#openstack-meeting-5 log

14:59:57 <mattmceuen> #startmeeting openstack-helm
14:59:58 <openstack> Meeting started Tue Aug 21 14:59:57 2018 UTC and is due to finish in 60 minutes.  The chair is mattmceuen. Information about MeetBot at http://wiki.debian.org/MeetBot.
15:00:00 <openstack> Useful Commands: #action #agreed #help #info #idea #link #topic #startvote.
15:00:03 <openstack> The meeting name has been set to 'openstack_helm'
15:00:04 <mattmceuen> #topic Rollcall
15:00:08 <srwilkers> o/
15:00:13 <mattmceuen> GM / GE / GD everyone!
15:00:17 <mattmceuen> o/ srwilkers
15:00:20 <tdoc> hi
15:00:24 <mattmceuen> hey tdoc
15:01:14 <evrardjp> o/
15:01:16 <mattmceuen> Here's our agenda: https://etherpad.openstack.org/p/openstack-helm-meeting-2018-08-21
15:01:27 <mattmceuen> Please go ahead and add anything you'd like to discuss today
15:01:35 <mattmceuen> Otherwise I'll give one more min for folks to filter in
15:02:42 <mattmceuen> o/ jayahn!
15:02:48 <portdirect> o/
15:03:02 <jayahn> o/
15:03:15 <mattmceuen> #topic LMA News
15:03:17 <jayahn> mattmceuen!!
15:03:23 <mattmceuen> Good to see you man :)

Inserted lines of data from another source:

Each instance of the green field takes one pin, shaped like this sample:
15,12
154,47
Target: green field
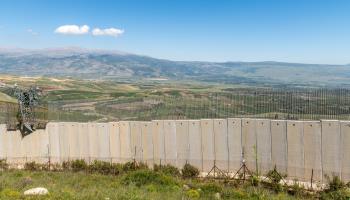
138,184
103,101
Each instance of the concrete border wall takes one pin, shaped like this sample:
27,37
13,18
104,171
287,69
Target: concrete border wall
297,148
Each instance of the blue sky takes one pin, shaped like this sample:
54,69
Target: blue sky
309,31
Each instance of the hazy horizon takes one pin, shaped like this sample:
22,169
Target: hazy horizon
292,31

15:03:51 <mattmceuen> srwilkers has been hard at work testing our LMA stack in various labs of various sizes and workloads
15:03:56 <jayahn> yeah.. it was independency holiday + summer vacation last week.
15:04:06 <jayahn> that is good.
15:04:26 <mattmceuen> That sounds awesome jayahn - hope it was an awesome vacation
15:04:28 <mattmceuen> well earned
15:04:43 <jayahn> we are analyzing what each exporter gathers, which is siginificant one to watch, and alarm..

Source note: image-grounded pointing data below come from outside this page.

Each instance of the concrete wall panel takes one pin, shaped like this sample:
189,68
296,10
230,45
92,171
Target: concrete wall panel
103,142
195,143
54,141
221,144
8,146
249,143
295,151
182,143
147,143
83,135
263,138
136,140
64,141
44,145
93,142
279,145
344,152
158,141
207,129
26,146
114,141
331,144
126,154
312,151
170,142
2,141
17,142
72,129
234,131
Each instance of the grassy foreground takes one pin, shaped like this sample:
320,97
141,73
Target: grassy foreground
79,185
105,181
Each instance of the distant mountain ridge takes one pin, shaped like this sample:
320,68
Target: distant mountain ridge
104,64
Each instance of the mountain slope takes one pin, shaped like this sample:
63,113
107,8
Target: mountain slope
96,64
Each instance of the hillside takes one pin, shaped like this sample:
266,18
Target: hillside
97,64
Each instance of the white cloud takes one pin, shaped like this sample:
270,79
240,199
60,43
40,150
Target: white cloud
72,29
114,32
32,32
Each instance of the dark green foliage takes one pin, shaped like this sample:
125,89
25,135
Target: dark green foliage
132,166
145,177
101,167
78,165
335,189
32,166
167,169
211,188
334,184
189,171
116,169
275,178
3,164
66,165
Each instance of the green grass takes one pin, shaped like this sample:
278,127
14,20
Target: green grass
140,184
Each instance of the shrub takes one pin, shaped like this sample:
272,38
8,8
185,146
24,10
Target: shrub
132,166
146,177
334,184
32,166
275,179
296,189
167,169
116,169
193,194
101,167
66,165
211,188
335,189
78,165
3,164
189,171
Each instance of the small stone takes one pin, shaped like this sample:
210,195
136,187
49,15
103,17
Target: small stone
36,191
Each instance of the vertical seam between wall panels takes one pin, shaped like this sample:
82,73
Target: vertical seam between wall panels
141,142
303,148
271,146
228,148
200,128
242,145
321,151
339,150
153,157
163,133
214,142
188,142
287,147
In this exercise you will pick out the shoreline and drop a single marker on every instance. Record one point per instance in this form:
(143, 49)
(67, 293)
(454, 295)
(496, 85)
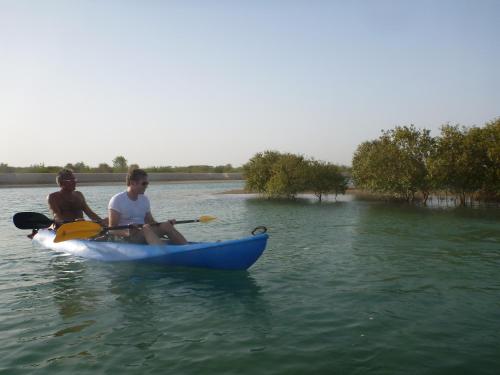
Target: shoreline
(16, 180)
(118, 183)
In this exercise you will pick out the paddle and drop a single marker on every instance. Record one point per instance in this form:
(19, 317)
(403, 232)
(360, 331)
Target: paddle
(88, 229)
(31, 220)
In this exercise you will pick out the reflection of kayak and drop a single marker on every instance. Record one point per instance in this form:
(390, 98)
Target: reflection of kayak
(237, 254)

15:05:12 <portdirect> have you ever deployed the current lma stack at scale in a working osh cluster?
15:05:13 <mattmceuen> srwilkers has been doing some of the same thing as part of his analysis
15:05:23 <srwilkers> oh hello
15:05:28 <jayahn> at scale.. how big?
15:06:15 <portdirect> lets start small >10 nodes, with active workloads?

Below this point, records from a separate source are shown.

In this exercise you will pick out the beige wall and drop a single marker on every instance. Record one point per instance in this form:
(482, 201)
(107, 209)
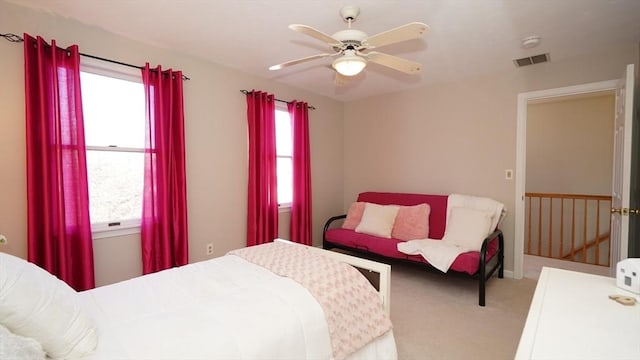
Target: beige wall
(570, 145)
(457, 137)
(453, 137)
(215, 116)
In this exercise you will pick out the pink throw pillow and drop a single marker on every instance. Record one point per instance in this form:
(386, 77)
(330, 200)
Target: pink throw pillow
(354, 215)
(412, 223)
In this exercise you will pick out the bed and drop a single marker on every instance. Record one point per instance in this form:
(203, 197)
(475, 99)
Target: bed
(239, 306)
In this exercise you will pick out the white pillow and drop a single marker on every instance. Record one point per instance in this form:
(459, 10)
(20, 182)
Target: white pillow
(378, 220)
(14, 346)
(467, 228)
(36, 304)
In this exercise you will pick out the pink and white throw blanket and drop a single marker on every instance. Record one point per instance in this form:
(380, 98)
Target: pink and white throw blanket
(352, 307)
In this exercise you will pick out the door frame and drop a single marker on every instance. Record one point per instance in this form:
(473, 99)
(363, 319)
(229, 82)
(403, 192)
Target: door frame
(521, 144)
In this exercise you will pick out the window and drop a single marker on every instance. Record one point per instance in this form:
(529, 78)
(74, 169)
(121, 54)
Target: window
(114, 121)
(284, 154)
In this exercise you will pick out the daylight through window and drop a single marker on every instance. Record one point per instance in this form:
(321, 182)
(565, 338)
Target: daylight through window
(114, 121)
(284, 151)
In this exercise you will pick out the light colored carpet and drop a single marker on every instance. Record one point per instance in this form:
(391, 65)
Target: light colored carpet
(437, 316)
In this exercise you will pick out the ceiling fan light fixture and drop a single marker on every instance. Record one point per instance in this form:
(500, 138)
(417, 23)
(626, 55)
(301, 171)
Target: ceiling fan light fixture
(349, 65)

15:06:48 <jayahn> i think we did fairly good test on >10, for logging part
15:07:24 <portdirect> did you run into any issues? OOM's or similar?
15:07:24 <jayahn> for prometheus, we are behind the schedule.
15:07:46 <jayahn> on elastic search side, i heard sungil experience lots of oom
15:08:08 <jayahn> sungil had experienced..
15:08:15 <srwilkers> are you running default values mostly, or have you started providing more fine-grained overrides for things like fluentbit and fluentd?  my biggest takeaway from the logging stack was that it's better to leverage fluentd to provide smarter filters than just jamming everything into elasticsearch
15:08:43 <srwilkers> once i started adding more granular filters and dumping specific entries, elasticsearch was much healthier in the long term
15:08:50 <jayahn> nope, i think we overrides values on es, fluent-bit.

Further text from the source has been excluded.